COVID & Crew: Our New Normal?

To put it lightly, this year hasn’t gone quite as planned for anyone…

And the likelihood of life returning to any semblance of normality in the context of pre-COVID life is unlikely.

A quieter kind of passenger: cabin filled with PPE on a recent Virgin flight

The way in which this pandemic has effected us is far reaching, health threatening & career destroying. And we are not alone in this; every industry of all types and purpose are suffering.

For myself personally, a wedding we have planned for over two years is now potentially off the table, and my efforts to keep myself busy during furlough are frequently interrupted by unwanted thoughts regarding the threat of redundancy. For all my stoicism and positive thinking, it’s hard to not feel deep anxiety about it every now and then.

I recently wrote a short guest article for I Heart Cabin Crew about this new reality we find ourselves living in, with an attempt to harbour some positivity and optimism about our prospects going forward. You can read the article here:

In it, I wanted to give a slither of positivity to our community; crew have so much to offer, regardless of whether we fly or not, and at a time when we can feel quite hopeless and lost, we need to remember that we have value and worth.
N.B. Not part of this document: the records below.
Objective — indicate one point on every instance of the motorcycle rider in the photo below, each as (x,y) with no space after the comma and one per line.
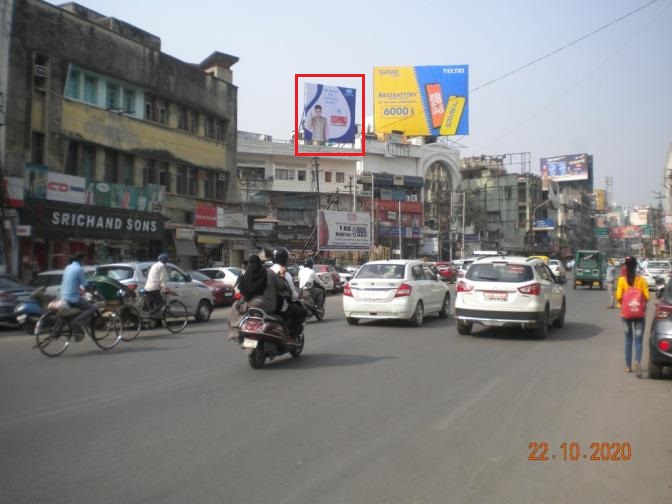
(307,276)
(292,310)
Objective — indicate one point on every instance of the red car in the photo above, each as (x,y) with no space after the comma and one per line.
(447,271)
(222,294)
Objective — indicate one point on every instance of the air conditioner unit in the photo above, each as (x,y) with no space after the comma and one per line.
(40,71)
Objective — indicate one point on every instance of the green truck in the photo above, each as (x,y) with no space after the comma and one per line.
(590,268)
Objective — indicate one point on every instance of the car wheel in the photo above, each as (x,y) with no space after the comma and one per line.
(464,327)
(560,321)
(541,331)
(445,308)
(203,311)
(418,315)
(655,369)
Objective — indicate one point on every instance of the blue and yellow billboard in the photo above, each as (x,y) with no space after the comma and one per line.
(421,100)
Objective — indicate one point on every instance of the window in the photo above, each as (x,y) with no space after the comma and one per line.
(181,180)
(88,162)
(112,96)
(284,174)
(192,181)
(73,87)
(149,175)
(164,175)
(90,89)
(129,101)
(37,148)
(111,166)
(182,118)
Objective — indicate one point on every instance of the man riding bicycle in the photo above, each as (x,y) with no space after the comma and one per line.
(73,279)
(156,282)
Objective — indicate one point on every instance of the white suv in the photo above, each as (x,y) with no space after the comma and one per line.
(509,291)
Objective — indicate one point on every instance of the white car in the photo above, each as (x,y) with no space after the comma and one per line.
(195,295)
(558,269)
(228,275)
(397,289)
(509,291)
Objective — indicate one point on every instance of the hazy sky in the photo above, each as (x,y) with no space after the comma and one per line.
(609,95)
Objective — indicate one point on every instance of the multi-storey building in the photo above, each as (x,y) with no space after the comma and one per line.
(123,150)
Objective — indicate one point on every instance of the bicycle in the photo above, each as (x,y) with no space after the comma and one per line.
(173,315)
(54,330)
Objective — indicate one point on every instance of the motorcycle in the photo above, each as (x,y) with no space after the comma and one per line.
(309,302)
(266,336)
(29,312)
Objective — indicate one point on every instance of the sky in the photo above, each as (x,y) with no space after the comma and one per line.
(609,95)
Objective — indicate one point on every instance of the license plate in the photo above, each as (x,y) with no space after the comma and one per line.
(247,343)
(495,296)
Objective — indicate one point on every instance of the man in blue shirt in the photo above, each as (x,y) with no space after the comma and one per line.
(73,278)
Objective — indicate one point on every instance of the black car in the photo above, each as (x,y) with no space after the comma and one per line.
(660,338)
(12,292)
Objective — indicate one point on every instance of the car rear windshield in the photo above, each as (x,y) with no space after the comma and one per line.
(500,272)
(381,271)
(116,272)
But I also wanted to try and organise my own thoughts on the ‘new normal’ we face.

What is clear is that we need to learn from this pandemic, and fast. While I am eager to fly again and put my uniform back on (even though it probably won’t fit anymore!), I want to know that the precautions in place are thorough, for the safety of myself and my family.

After all, the inflight environment is incredibly different to ground based roles; there is no way to distance yourself from others, particularly if the flight is full, unless you fancy locking yourself in a toilet all flight…

What is also apparent is the lack of uniformity – some airlines have their crew wear full hazmat suits while others simply wear thin paper masks and elastic gloves to do the trick. What is the right way to go about this? Is there a right way ? Should there be international guidance on this? Is that even possible?

I know a number of crew who are still flying and working extremely hard, but who are fearful for their health despite precautions being taken.

Social distancing is vital to the elimination of this virus, yet some flights are filled to the rafters with passengers and baggage and distancing is thus impossible for customers and crew.

When an eventual return to the skies is an option, will customers understand that it will be very different for some time and be accepting of that? Will they respect social distancing, as best as possible, in the sky as they do on the ground?

Some changes actually may prove to be positive – a refined on board service, a contactless experience throughout the airport and so on.

But the questions remain on how these changes will take shape and what it will mean for our day-to-day lives. We can only remain optimistic that the ‘new normal’ will be a safe place to be.